到了御書房外,周氏候了不過半盞茶的工夫,便得通傳入內。
朱祁鎮正坐在案後批摺子,見她進來,抬了眼,“何事?”
周氏拜下去,先叩問聖安,又提了幾句遷宮後的瑣碎,才將話頭輕輕轉到了兒子身上。
只寥寥幾句,話題便轉移到兒子身邊的宮人上。
她提起萬氏近侍失度,與皇子過於親近,常以手把筆、俯身低語,姿態親密得不大合規矩。
又嘆了一句:“見深年紀漸長,身邊若有個心思不明的奴婢日日圍著,恐於性子有礙。臣妾做母妃的,難免多幾分心。”
她話音落時,抬起眼望了望朱祁鎮的神色。
朱祁鎮聽完,擱了筆,靠在椅背上,神色如常,心裡卻有著尷尬。
他復位後,子嗣妃嬪接連搬入宮苑,只有這個長子被他忽略。
自他復位,常有臣子勸他重立太子,卻也有心腹近臣勸言,太子之位不宜倉促復立,畢竟這個兒子曾被廢過。
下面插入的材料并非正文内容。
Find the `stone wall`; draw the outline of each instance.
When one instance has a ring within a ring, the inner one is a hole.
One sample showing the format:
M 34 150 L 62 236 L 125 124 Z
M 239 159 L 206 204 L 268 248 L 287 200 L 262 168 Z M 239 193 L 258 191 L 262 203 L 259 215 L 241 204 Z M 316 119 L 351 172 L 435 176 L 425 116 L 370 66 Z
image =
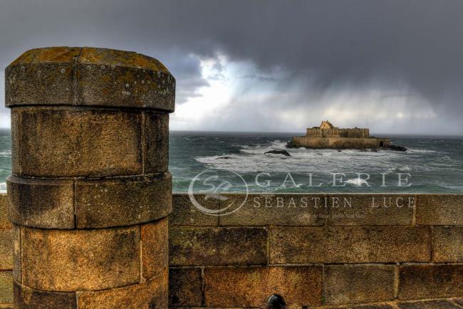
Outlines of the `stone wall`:
M 5 73 L 14 307 L 167 308 L 172 75 L 88 47 L 28 51 Z
M 350 137 L 350 138 L 368 138 L 370 137 L 369 129 L 361 129 L 358 127 L 340 129 L 334 127 L 332 129 L 322 129 L 320 127 L 309 127 L 306 132 L 307 137 Z
M 278 293 L 297 308 L 460 308 L 411 303 L 463 297 L 462 195 L 251 194 L 214 217 L 175 194 L 173 207 L 172 307 L 261 308 Z
M 4 306 L 6 201 L 0 195 Z M 171 308 L 261 308 L 272 293 L 291 308 L 463 304 L 463 195 L 251 194 L 217 217 L 174 194 L 169 220 Z
M 387 138 L 294 137 L 291 139 L 290 145 L 314 149 L 362 149 L 379 148 L 381 142 L 383 142 L 383 146 L 387 146 L 390 143 L 389 139 Z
另一則緣由,也讓朱祁鎮在意,若朱祁鈺薨逝,自己未曾復位,這個長子便是名正言順的繼位之人。
而自己……
有些心思,他平日裡不願去翻。
到底是他的長子。
朱祁鎮吩咐近侍太監:“去司禮監傳旨,命尚宮局尚宮取侍奉沂王一眾貼身宮女的司籍名冊,即刻送過來御覽。
名冊被送來,朱祁鎮看過去……嘴角微動,幾乎要笑出來。
周氏這擔心實在沒道理。
朱祁鎮端起茶盞啜了一口,“萬氏是太后當年選的人,年歲放在那裡,比見深大十七歲,己是半個長輩。近侍用心些,不算什麼大過。你也不必過於憂心。”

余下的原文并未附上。